DT:  James Corbett lost twice to James Jeffries.  Why do you rate Corbett higher than Jeffries?
DM:  Same logic…I think that at the pinnacle of his career, Corbett was a better fighter than Jeffries.  Here’s another example, I think that Joe Frazier was a better fighter than George Foreman at the pinnacle of his career even though Foreman beat him twice.

Continue reading David Martinez Interviewed By doghouseboxing.com

Tyrone Everett

******* FLASHBACK *******

This article originally appeared on dmboxing.com on June 24, 2000

By David Martinez / Boxing Historian / dmboxing.com

One of the best fighters that I have witnessed in my 59 years of involvement in boxing was junior lightweight Tyrone Everett 다운로드.

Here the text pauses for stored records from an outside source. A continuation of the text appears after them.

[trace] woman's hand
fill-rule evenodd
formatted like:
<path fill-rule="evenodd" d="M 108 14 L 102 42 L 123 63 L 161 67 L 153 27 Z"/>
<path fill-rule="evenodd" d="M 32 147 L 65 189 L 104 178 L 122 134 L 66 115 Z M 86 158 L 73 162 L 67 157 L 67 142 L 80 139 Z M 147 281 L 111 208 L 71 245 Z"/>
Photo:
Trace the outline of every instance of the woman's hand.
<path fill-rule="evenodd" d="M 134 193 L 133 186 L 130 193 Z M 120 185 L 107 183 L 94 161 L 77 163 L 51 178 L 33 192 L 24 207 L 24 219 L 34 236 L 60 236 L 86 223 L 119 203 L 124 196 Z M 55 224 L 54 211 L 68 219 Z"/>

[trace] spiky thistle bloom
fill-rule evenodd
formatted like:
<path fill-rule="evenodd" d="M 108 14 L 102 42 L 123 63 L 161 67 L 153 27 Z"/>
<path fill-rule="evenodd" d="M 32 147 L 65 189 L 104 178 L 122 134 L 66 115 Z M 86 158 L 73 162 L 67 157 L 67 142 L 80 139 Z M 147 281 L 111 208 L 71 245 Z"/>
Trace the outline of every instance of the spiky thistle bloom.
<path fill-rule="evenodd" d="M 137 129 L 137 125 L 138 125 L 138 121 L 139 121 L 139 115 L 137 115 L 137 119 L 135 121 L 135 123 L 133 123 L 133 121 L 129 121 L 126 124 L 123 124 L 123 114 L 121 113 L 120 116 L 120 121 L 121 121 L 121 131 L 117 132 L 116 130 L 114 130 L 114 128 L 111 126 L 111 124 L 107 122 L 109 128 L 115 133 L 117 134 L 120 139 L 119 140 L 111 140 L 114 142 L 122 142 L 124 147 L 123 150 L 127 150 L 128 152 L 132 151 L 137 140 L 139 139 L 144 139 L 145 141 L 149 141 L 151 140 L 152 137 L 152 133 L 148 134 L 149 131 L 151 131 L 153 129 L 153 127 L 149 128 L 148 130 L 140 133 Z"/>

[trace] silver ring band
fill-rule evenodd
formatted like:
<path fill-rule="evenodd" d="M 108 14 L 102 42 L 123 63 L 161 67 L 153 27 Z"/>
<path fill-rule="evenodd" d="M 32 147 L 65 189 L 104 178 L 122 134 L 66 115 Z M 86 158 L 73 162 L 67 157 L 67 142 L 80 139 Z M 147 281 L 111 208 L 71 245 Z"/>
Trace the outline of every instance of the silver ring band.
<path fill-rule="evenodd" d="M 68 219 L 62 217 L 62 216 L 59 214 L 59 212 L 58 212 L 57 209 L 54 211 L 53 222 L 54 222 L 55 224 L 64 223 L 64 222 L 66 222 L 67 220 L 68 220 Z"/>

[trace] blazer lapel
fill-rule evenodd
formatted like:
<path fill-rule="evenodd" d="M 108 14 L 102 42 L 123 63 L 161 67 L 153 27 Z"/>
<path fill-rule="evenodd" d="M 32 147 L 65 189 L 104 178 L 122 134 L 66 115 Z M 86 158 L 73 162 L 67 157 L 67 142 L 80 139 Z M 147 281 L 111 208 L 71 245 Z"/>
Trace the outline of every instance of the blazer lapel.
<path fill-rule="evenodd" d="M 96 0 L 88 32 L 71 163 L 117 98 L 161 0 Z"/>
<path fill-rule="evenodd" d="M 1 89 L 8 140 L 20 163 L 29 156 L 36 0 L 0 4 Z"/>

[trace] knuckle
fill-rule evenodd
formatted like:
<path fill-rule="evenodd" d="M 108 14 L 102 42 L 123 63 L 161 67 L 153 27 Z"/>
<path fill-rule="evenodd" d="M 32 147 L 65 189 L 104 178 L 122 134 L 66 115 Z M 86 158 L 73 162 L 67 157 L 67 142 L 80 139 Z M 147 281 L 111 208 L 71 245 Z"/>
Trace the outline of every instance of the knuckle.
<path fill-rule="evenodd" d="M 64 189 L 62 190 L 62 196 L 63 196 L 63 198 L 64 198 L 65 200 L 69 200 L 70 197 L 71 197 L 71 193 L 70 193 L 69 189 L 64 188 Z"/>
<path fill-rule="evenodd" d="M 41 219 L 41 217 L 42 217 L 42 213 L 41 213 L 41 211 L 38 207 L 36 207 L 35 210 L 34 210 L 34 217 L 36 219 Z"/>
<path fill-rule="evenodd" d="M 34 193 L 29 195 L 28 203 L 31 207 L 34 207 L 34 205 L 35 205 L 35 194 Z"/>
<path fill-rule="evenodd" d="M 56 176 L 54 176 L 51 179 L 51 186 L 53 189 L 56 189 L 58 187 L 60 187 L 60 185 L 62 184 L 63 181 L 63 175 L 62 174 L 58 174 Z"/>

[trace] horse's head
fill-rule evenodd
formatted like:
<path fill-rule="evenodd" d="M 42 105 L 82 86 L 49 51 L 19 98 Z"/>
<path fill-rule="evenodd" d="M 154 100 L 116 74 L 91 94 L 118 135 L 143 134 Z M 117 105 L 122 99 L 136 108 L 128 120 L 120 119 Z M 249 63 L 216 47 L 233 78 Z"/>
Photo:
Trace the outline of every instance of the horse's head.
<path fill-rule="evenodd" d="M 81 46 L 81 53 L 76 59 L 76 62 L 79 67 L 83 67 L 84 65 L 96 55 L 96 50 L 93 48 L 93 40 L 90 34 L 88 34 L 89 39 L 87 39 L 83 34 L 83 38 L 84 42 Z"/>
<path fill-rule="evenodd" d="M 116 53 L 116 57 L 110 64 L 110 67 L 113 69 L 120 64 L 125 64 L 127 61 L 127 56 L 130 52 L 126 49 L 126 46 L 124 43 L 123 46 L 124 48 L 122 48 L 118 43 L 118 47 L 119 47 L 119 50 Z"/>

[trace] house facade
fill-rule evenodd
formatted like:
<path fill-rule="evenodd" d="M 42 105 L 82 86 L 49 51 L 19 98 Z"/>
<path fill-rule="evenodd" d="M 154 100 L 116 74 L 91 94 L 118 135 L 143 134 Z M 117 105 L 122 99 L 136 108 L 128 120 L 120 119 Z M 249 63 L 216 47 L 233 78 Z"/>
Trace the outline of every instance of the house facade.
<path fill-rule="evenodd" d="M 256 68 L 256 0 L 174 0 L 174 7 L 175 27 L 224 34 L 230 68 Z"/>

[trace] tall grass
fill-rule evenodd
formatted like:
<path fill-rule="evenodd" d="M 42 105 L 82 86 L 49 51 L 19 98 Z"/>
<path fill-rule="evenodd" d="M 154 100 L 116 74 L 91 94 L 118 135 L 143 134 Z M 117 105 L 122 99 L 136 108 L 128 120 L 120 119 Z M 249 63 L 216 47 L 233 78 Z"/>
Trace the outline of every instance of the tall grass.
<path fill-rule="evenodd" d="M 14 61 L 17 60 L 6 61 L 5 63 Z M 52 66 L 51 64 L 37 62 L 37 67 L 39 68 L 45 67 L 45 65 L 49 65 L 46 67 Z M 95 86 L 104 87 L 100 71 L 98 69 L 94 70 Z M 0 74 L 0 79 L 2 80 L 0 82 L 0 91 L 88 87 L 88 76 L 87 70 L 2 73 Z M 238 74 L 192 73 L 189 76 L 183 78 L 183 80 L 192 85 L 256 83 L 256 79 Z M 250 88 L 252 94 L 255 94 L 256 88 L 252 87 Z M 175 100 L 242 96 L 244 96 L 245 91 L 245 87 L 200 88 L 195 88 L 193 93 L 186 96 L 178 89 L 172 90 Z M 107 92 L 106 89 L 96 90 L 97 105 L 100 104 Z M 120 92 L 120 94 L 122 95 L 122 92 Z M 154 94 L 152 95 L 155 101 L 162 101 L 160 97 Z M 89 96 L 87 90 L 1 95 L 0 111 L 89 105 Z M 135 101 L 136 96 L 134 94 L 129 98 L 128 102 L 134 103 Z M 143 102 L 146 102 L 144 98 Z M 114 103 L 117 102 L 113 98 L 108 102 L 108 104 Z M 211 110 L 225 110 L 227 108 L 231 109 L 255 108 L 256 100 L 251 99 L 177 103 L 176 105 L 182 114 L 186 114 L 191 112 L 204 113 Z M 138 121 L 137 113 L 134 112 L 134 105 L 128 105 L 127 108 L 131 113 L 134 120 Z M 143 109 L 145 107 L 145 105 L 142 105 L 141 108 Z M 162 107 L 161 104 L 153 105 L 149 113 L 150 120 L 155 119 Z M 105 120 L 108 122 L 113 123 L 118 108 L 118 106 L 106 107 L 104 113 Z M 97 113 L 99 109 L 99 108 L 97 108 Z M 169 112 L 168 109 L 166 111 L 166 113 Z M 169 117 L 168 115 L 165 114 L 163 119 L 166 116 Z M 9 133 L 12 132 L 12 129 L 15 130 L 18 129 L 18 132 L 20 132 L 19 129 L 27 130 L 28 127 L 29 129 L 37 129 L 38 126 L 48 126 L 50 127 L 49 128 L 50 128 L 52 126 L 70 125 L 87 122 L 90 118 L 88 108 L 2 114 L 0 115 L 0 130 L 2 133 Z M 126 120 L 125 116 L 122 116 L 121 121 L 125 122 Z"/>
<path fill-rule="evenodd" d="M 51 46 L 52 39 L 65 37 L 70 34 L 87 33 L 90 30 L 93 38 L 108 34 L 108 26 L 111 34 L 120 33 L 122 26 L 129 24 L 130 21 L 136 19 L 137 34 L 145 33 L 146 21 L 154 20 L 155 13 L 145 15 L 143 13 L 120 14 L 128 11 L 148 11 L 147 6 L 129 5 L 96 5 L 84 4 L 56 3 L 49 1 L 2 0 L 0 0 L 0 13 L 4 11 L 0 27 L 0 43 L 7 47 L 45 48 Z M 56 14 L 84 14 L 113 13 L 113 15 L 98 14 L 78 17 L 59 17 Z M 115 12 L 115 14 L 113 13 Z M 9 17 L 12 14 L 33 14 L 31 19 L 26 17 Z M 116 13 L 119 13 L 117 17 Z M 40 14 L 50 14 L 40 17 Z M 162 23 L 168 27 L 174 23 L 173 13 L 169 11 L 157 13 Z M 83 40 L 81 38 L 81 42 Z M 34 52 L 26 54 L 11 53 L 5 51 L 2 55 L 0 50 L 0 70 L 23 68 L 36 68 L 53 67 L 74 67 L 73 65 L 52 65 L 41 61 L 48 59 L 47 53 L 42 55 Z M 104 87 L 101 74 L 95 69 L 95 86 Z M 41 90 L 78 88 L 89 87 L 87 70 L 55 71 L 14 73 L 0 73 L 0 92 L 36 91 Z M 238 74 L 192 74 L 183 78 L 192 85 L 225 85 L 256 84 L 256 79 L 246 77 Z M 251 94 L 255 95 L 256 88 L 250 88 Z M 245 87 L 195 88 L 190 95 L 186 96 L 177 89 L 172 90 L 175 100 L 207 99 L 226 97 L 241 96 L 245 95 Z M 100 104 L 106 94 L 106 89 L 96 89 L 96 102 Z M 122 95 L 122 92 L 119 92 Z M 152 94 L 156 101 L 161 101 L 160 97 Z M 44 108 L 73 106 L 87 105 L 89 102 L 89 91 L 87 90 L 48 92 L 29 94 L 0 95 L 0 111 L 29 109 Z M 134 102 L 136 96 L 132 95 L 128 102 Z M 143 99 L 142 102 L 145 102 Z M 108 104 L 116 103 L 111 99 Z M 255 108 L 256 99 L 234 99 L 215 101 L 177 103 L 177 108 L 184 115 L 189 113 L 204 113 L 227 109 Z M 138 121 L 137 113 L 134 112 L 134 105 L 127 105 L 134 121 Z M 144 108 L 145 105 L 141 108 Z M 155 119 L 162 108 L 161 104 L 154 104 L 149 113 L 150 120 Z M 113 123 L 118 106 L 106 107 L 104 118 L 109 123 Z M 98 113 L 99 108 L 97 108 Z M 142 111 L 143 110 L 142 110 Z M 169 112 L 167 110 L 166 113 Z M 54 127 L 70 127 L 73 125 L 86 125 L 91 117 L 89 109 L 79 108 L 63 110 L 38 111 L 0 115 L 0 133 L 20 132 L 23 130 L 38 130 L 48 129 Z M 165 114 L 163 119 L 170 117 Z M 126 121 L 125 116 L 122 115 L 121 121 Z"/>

Unfortunately, these days his name is obscure and nobody talks much about him, let alone recalling many of his fights 프로듀스 x101 4화 다운로드.

Everett was born on April 18, 1953 in South Philadelphia 다운로드. He started his professional boxing career in September 1971 and would win all of his 34 bouts, propelling him to a world title match with Puerto Rican champion Alfredo Escalera on November 30, 1976 – Escalera’s 7th defense of the 130 pound title  다운로드.  Scheduled for 15 rounds, the fight took place at the Spectrum in Philadelphia for the WBC Super Featherweight Championship.  A crowd of 16,109 packed the Spectrum, which is still a record for the largest number of spectators at a Pennsylvania indoor boxing match 다운로드.

During the fight, Everett would show Escalera his artistic boxing skills, winning most of the rounds handily . Escalera’s best round was definitely the fifth as his signature right hand punches rocked the southpaw Everett. What was amazing, though, was that Everett stayed on the outside and boxed beautifully, never losing his composure in that round.